In elderly patients with renal impairment, consider reduced-dose insulin therapy to prevent dangerous hypoglycemia 2. The presence of renal failure, sepsis, and low albumin are predictive markers of hypoglycemia in elderly hospitalized patients 4.
Older adults in nursing homes or with cognitive impairment may be unable to recognize or communicate evolving dehydration 4. Adequate supervision and caregiver education regarding signs of dehydration and hyperglycemia could prevent many HHS admissions 4.
Transition to Subcutaneous Insulin
HHS is considered resolved when osmolality <300 mOsm/kg, hypovolemia is corrected, cognitive status returns to baseline, and blood glucose <270 mg/dL 1. At this point, administer long-acting basal insulin (glargine or detemir) subcutaneously 2-4 hours before stopping the IV insulin infusion 1, 2, 7. Continue IV insulin for 1-2 hours after the basal dose to ensure adequate absorption and prevent rebound hyperglycemia 7.
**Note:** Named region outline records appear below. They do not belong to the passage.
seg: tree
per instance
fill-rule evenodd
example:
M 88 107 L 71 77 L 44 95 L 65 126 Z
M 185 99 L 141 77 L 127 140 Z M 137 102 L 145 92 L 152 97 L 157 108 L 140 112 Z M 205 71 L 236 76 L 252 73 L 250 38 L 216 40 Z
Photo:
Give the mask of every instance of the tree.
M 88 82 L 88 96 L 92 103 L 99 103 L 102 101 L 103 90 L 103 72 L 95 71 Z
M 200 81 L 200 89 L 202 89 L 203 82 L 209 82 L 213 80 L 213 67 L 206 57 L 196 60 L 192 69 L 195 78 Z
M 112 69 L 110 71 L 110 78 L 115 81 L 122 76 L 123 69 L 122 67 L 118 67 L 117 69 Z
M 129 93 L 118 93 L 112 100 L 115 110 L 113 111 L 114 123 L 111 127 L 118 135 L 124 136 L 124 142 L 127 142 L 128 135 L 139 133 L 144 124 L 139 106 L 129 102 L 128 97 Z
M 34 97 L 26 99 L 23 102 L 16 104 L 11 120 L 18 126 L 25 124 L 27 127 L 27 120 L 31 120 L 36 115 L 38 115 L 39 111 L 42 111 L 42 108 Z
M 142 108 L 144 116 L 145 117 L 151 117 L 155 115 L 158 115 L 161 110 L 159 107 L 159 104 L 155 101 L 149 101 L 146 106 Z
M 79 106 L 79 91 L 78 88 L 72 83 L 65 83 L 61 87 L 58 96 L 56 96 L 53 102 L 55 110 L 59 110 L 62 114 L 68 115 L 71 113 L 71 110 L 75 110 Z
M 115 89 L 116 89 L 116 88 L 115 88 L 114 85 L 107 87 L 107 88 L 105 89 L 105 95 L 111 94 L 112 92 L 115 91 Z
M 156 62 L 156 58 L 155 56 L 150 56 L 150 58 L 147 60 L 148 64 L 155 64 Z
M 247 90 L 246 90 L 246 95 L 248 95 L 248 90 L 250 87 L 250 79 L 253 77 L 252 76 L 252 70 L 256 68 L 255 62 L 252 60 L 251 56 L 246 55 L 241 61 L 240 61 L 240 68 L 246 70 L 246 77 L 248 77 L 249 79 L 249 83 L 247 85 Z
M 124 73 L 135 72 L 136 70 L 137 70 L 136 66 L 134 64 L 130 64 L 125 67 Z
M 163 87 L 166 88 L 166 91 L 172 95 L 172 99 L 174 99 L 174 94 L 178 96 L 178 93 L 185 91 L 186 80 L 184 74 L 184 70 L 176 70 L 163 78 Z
Critical Pitfalls to Avoid
Never correct osmolality faster than 3-8 mOsm/kg/hour—rapid correction causes osmotic demyelination syndrome with 70% mortality 4, 1, 2. This is the single most important safety parameter in HHS management.
Never add dextrose too early—this delays correction of hyperosmolarity and prolongs altered mental status 1. Wait until glucose reaches 250-300 mg/dL 1.
Never initiate insulin when potassium is <3.3 mEq/L—this precipitates fatal arrhythmias 1, 2, 7. This is a Class A recommendation 7.
Never stop IV insulin without prior basal insulin administration 2-4 hours earlier—this is the most common error leading to recurrent hyperglycemic crisis 2, 7.
In older adults with congestive heart failure or cerebral stroke, aggressive fluid replacement becomes more challenging but remains necessary 8. These precipitating factors are frequent causes of death, requiring careful balance between correcting dehydration and avoiding fluid overload 8.
Prognosis and Complications
Mortality rates in HHS reach up to 15%, higher than in DKA 1, 3. Potential complications include myocardial infarction, stroke, seizures, cerebral edema, central pontine myelinolysis, vascular occlusions, and rhabdomyolysis 1, 3, 6. The age of the patient is the best known prognostic indicator 8. Identification and treatment of the underlying precipitating illness is essential to limit mortality 5, 8, 6.